The school’s staff banded together, volunteering to either sort and package food, or help distribute food during Pantry on the Go events, ensuring that families on Featherbed Lane — which does not have any grocery stores within walking distance — had regular access to food.
“We’re grandparents, we have custody of three of our grandchildren, and one goes to this school. It’s hard because I work every day and he’s disabled. So, it’s like, we’re on a fixed income basically, but I’m very thankful for this because this school really looks out for the community.”
Supporting the USO’s Efforts to Feed at Fort Meade
“Our Military Family Market is specifically designed to benefit our military families and our service members, providing additional resources to help offset costs of living here on the installation, and partnering with the Maryland Food Bank has been wonderful,” said Brittney Freshwater, Center Operations Supervisor, Fort Meade USO.
Housing approximately 56,000 servicemembers and civilians, Anne Arundel County’s Fort Meade is the U.S. Army’s second largest workforce in the country, and we’re honored to partner with the USO to provide thousands of pounds of fresh produce monthly to more than 1,000 service members and civilians who live and work on the base.

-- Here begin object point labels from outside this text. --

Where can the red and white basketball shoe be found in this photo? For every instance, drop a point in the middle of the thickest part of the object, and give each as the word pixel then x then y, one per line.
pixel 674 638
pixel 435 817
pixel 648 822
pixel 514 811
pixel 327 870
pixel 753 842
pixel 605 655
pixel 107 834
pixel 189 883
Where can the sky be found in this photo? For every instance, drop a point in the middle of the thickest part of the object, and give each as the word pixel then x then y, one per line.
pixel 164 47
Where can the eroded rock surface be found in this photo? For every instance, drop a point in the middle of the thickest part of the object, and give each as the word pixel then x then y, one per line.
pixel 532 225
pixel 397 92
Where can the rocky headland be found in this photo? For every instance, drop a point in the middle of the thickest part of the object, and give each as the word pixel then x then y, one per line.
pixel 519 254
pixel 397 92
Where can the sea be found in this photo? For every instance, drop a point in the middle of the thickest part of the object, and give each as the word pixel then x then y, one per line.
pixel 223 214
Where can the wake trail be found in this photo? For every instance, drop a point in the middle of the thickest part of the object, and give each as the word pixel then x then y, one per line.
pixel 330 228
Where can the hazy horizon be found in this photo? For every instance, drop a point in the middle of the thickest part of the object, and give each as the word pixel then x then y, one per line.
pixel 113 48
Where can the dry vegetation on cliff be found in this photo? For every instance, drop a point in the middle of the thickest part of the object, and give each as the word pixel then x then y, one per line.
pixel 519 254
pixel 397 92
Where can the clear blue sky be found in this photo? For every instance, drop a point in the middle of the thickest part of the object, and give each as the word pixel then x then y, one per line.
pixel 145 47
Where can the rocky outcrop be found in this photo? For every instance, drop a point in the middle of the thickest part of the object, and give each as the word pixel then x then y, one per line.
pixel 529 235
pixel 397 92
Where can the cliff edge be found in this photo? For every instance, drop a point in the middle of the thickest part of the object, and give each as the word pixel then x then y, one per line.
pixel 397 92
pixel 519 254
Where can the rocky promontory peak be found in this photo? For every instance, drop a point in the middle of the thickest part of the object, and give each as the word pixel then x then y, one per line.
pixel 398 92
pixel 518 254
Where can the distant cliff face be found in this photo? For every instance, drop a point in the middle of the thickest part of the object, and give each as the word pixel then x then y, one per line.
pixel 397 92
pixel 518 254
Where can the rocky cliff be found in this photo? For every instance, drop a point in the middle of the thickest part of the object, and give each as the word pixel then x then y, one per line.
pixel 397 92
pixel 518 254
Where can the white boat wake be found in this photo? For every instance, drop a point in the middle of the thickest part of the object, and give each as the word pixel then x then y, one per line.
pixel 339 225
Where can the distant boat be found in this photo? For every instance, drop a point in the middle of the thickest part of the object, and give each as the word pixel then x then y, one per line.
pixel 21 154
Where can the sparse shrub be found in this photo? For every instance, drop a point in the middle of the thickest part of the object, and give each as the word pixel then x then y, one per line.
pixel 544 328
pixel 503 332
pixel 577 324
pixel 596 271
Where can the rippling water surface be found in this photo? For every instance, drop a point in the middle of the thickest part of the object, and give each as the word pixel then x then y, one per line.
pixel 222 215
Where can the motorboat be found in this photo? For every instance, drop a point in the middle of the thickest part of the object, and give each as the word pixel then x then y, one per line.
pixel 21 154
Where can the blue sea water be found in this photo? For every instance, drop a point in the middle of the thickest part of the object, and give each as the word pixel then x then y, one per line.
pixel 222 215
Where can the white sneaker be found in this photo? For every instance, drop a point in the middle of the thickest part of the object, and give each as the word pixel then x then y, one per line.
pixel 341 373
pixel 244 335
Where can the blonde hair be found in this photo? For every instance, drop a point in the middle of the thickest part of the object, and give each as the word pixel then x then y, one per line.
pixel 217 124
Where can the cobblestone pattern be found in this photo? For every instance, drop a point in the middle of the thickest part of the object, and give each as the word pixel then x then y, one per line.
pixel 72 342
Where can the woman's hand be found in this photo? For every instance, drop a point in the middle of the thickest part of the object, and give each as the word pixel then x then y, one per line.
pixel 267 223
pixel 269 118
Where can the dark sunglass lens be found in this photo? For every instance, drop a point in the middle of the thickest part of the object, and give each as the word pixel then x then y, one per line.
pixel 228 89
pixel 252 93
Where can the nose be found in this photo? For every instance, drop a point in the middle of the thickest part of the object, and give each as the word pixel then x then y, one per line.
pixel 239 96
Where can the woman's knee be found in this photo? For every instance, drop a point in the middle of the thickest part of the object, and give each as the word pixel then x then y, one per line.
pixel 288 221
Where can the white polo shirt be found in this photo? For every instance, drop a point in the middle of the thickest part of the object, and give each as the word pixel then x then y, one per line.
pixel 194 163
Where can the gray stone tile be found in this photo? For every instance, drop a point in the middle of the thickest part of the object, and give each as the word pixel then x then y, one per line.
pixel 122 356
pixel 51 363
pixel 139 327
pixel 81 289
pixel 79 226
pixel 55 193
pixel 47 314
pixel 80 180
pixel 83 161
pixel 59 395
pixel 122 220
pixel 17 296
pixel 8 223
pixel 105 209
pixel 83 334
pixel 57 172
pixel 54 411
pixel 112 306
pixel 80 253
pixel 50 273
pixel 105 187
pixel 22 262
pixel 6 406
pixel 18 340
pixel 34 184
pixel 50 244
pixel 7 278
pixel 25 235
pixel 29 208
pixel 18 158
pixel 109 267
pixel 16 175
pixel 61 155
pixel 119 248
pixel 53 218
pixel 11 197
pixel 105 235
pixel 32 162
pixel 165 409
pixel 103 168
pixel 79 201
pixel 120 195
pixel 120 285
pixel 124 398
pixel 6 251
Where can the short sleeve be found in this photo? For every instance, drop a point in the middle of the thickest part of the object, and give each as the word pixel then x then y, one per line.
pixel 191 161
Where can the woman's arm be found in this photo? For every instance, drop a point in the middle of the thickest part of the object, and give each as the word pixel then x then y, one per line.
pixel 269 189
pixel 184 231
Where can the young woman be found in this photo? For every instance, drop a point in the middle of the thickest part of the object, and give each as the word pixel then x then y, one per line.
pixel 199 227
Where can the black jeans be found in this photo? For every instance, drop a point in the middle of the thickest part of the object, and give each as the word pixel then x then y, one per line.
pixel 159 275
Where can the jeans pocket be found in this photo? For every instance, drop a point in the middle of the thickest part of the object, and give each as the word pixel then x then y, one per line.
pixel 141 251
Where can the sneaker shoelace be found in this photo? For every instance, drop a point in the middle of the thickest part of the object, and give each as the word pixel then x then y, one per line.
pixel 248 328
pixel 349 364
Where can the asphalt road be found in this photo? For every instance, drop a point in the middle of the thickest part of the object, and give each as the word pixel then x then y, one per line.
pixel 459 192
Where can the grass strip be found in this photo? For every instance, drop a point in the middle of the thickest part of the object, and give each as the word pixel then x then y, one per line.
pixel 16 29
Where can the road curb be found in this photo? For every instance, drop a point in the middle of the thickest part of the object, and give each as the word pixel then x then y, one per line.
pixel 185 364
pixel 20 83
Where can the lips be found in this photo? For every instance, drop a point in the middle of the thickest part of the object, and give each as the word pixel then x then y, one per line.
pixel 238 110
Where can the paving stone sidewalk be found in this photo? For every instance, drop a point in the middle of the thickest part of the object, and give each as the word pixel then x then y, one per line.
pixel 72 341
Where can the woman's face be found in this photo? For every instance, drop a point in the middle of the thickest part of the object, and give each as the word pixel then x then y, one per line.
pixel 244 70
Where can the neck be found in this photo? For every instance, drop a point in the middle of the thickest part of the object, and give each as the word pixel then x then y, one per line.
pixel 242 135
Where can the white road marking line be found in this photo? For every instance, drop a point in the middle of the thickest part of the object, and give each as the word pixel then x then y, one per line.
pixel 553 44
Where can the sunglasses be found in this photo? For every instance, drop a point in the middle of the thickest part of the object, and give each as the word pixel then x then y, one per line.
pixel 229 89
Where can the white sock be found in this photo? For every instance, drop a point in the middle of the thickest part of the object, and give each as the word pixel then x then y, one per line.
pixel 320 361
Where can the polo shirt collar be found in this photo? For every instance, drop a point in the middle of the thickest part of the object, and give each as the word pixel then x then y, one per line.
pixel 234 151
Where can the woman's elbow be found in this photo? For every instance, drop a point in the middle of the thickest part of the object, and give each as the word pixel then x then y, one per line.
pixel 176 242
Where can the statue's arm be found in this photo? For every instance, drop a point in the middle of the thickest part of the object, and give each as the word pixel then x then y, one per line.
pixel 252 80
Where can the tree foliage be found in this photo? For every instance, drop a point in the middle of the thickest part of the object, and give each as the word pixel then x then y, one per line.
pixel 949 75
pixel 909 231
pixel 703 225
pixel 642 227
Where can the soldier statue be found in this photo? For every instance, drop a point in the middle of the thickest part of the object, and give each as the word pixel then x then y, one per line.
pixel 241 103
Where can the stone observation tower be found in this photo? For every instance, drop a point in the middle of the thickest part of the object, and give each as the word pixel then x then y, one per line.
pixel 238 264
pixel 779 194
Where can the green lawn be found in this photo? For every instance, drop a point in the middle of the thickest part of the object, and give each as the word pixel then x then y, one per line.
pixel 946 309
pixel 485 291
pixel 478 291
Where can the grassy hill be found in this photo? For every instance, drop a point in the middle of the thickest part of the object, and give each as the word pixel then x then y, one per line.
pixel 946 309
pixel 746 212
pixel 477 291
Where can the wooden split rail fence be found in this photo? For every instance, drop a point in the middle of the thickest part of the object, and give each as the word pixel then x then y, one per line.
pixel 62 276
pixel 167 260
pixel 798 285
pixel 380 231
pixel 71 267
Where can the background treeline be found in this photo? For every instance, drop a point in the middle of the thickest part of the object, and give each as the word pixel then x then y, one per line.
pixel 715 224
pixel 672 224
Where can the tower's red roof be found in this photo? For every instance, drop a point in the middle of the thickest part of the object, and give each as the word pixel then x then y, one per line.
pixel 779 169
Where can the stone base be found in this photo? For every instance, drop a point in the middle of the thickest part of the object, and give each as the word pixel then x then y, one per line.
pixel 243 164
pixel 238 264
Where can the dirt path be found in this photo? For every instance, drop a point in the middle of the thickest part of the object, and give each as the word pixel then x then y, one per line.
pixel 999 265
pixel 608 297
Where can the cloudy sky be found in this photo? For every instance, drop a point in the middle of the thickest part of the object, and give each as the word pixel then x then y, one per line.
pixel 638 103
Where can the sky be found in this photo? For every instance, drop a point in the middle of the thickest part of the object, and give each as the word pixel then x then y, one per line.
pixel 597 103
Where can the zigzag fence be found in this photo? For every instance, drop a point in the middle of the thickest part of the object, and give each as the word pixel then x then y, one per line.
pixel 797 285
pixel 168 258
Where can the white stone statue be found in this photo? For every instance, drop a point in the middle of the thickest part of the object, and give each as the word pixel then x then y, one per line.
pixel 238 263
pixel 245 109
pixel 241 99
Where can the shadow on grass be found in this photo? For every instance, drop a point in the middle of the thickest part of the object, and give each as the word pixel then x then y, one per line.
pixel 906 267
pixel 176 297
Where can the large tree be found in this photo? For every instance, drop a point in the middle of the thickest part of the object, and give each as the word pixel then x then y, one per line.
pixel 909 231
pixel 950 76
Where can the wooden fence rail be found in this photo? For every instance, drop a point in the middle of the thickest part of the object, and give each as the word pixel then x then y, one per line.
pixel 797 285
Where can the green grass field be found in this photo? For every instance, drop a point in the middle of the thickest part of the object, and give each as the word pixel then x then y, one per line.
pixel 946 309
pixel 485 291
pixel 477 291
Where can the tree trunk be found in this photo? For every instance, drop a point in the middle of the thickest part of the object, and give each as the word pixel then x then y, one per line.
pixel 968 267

“Having just a single-family income right now, with me being home with our son, you know, it’s definitely hard,” shared Meghan Evans. “Produce is expensive, so what the USO and the food bank are doing out here with all these fresh fruits and veggies is just fabulous for us.”
Helping Families in Bayview’s Diverse Community Make Ends Meet
“The nearest grocery store is not easy to get to for people in my community, many who live in nursing homes,” said Billy W., a volunteer for Fundación Janet Arce. “And I am so, so lucky to be in a place where I can help, to be the one to hand out the food we get from the Maryland Food Bank — people really need it.”
In eastern Baltimore City, the lack of accessible food and a deficit of job opportunities continue to challenge the Joseph Lee neighborhood. But since 2010, we’ve partnered with Fundación Janet Arce to help feed the community.
“I’ve lived in this neighborhood my whole life — 76 years — and I’m trying,” said Eli H. “I pick up scrap metal to make some money but getting this food really helps. It keeps you healthy and the fresh fruits and vegetables keep you from eating junk food from all from the convenience stores around.”
Providing relief for hungry Marylanders is truly what fuels our efforts each and every day. Because of your generosity and continued partnership, we’ll be here as long as it takes to feed every hungry Marylander.